One may believe that it's unscrupulous to undercut another company and co-opt their ideas without believing that the software patent system is tenable or just. Similarly, I believe lying is generally unethical; but I certainly don't believe there should be a law against lying.
"Stealing" features is one thing, taking advantage of your control over a particular market to shut out the "competition" you "stole" said features from isn't justifiable in any way (IMHO).
Exactly. If Apple clones this thing and produces a better product, it's a good thing, because we all have better software to use. Likewise, if Microsoft were to produce a better browser than, say, Netscape, no one would complain.
When either company leverages its control over the market to exclude its competitors using mechanisms other than technical quality, that's a bad thing and needs to be condemned.
I'm waiting for the day when the App Store (et al) become classified as a "market", in the sense of "shutting competitors out of the market". On a desktop, Microsoft can't get away with making a browser (for example) and then locking out all other browsers. That's abuse of their monopoly position. Apple should be living up to the same standards in mobile.
I view mobile as more of a game console than a PC, but if Apple wants to insist that they're fully functional and "post-PC", they have to live by the same standards.
>I view mobile as more of a game console than a PC, but if Apple wants to insist that they're fully functional and "post-PC", they have to live by the same standards.
Apple does not insist the post-PC devices are fully functional. In fact, Jobs compared PCs to trucks and iOS devices to cars. By post-PC they imply that lockdown that comes with it.
Hey, it's Apple's marketplace - private property and all that. Nobody has a right to sell there.
Now, I also think this is a dick move, but it's because of dick moves like this that the patent and copyright systems exist in the first place, and why I think they need to be reformed rather than abandoned.
I wish that we could rely on the companies that are increasingly controlling semi-public commons like social networks and software repositories to have some integrity and respect for the roles that they are playing in this regard.
I don't think anyone is complaining about the theft of the feature here. It's the fact that Apple is leveraging its power as the ecosystem owner to harm the competition.
Everyone expects Apple to call the shots on their own app store to some extent, but it becomes unacceptable when well intentioned and heavily invested developers get screwed over by Apple making anticompetitive exceptions to their own, already volatile, set of rules.
This, however, has nothing to do with that: it's about consumer choice: making a better product and tempting people away with it is normal and healthy but abusing a lead in one market to prevent people from being able to make a choice in another is always bad.

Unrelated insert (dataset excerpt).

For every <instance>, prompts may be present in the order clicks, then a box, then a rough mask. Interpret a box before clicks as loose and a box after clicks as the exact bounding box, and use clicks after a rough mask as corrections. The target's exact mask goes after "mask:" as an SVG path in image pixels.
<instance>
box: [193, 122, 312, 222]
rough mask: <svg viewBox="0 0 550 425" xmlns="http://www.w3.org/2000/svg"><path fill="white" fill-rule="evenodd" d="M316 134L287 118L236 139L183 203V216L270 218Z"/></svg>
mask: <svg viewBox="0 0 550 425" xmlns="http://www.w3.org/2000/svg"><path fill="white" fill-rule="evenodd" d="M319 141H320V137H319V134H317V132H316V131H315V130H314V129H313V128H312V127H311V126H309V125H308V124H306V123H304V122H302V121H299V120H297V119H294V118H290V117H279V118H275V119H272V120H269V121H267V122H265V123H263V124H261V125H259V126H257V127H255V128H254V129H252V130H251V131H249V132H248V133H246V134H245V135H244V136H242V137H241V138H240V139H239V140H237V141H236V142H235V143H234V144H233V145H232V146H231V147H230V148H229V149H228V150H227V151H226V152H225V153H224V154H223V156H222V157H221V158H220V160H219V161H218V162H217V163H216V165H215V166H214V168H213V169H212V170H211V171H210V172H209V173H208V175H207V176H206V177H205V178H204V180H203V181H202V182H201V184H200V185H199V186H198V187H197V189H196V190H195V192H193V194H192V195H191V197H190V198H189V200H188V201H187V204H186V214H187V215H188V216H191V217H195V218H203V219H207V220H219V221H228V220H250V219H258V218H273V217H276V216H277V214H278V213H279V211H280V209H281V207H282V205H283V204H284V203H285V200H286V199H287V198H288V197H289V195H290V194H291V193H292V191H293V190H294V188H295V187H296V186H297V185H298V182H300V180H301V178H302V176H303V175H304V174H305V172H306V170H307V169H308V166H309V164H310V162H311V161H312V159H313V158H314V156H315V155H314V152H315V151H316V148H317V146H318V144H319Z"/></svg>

This is the strongest criticism of Apple's app store policies: on the Mac if you get Karelia-ed that's not pleasant but it's a business risk you assume along with the possibility of any other large company entering the market. On iOS, Apple will preemptively kill your ability to sell a product before their competitor even ships, preventing your customers from even being able to decide that they prefer the app which ships with the OS.